Nos vamos acercando a la roca. Tenemos la fábrica del Collet abajo. Vemos los restos de una barraca, luego una torre de teleférico de madera todavía en buen estado de conservación, y detrás … la boca del túnel, todavía con los postes del teleférico en su interior. Es un momento histórico y lo vamos recorriendo todo poco a poco para saborear el hallazgo en toda su plenitud.

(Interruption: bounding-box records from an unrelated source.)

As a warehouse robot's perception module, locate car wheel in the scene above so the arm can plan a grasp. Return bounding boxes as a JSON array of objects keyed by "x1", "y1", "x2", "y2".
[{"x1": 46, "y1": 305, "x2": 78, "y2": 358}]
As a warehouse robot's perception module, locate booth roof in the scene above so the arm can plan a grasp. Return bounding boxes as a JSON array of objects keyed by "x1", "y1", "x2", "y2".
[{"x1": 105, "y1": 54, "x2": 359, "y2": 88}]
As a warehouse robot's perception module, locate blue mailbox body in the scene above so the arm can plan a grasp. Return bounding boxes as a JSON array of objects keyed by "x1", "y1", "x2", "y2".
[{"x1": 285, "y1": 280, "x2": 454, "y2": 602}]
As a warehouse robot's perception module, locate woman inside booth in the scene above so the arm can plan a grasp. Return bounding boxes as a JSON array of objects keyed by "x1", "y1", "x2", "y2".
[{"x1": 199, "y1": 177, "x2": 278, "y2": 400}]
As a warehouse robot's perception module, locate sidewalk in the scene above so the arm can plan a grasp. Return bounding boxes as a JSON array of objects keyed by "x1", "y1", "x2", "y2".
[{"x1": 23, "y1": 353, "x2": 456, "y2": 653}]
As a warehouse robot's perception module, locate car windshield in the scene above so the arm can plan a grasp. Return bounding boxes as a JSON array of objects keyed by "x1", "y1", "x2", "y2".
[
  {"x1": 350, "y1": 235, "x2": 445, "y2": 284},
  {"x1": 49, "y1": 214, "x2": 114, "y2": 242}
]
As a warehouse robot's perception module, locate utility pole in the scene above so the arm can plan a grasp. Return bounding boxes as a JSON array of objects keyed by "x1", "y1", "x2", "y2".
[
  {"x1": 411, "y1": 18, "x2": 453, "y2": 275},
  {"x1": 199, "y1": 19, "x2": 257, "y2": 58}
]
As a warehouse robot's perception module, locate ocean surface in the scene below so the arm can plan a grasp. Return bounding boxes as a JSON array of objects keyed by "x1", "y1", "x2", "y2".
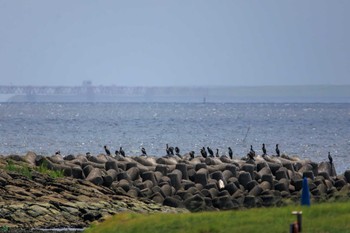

El poste de madera del teleférico

En el interior del túnel

Y la salida sobre el Collet

El túnel es más largo que el de Vallcebre y desde la salida al otro lado, vemos los pisos del Collet debajo. Damos la vuelta y vamos a buscar la base de teleférico que veíamos desde el coche. La encontramos sin grandes dificultades y aquí comemos, con vistas al Pedraforca nevado. El sol está en su punto más alto y hace una temperatura suave.

La base de hormigón; al otro lado del valle, en la sombra, la carretera de Saldes

Guiados por la orientación infalible de Pep, volvemos hacia arriba por otro camino pero pasando por las dos carboneras, una detrás de la otra, y luego siguiendo la pista, toda tapada de zarzas. Hace más de 15 años que lo conozco y aun no entiendo cómo puede moverse con una precisión milimétrica por estos terrenos perdidos.

Salimos al camino de Les Llenes. Con el calor del sol, ahora vemos columnas de procesionaria buscando un sitio dónde enterrarse. “¿Cómo es que han salido dos meses antes de tiempo?”, pregunto a Pep. Señala los pinos secos, sin hojas, casi muertos, que nos rodean: “Se quedaron sin comida”. Siguiendo la misma lógica, pienso, las mariposas también saldrán dos meses antes de tiempo, más pequeñas y más débiles, cuando las condiciones todavía no son propicias. A ver si eso ayuda a acabar con la plaga.

Pinos moribundos; detrás, la línea del camino del Vilar

Con eso, damos por concluida la salida de hoy. 6,25 km; 340 metros de desnivel acumulado.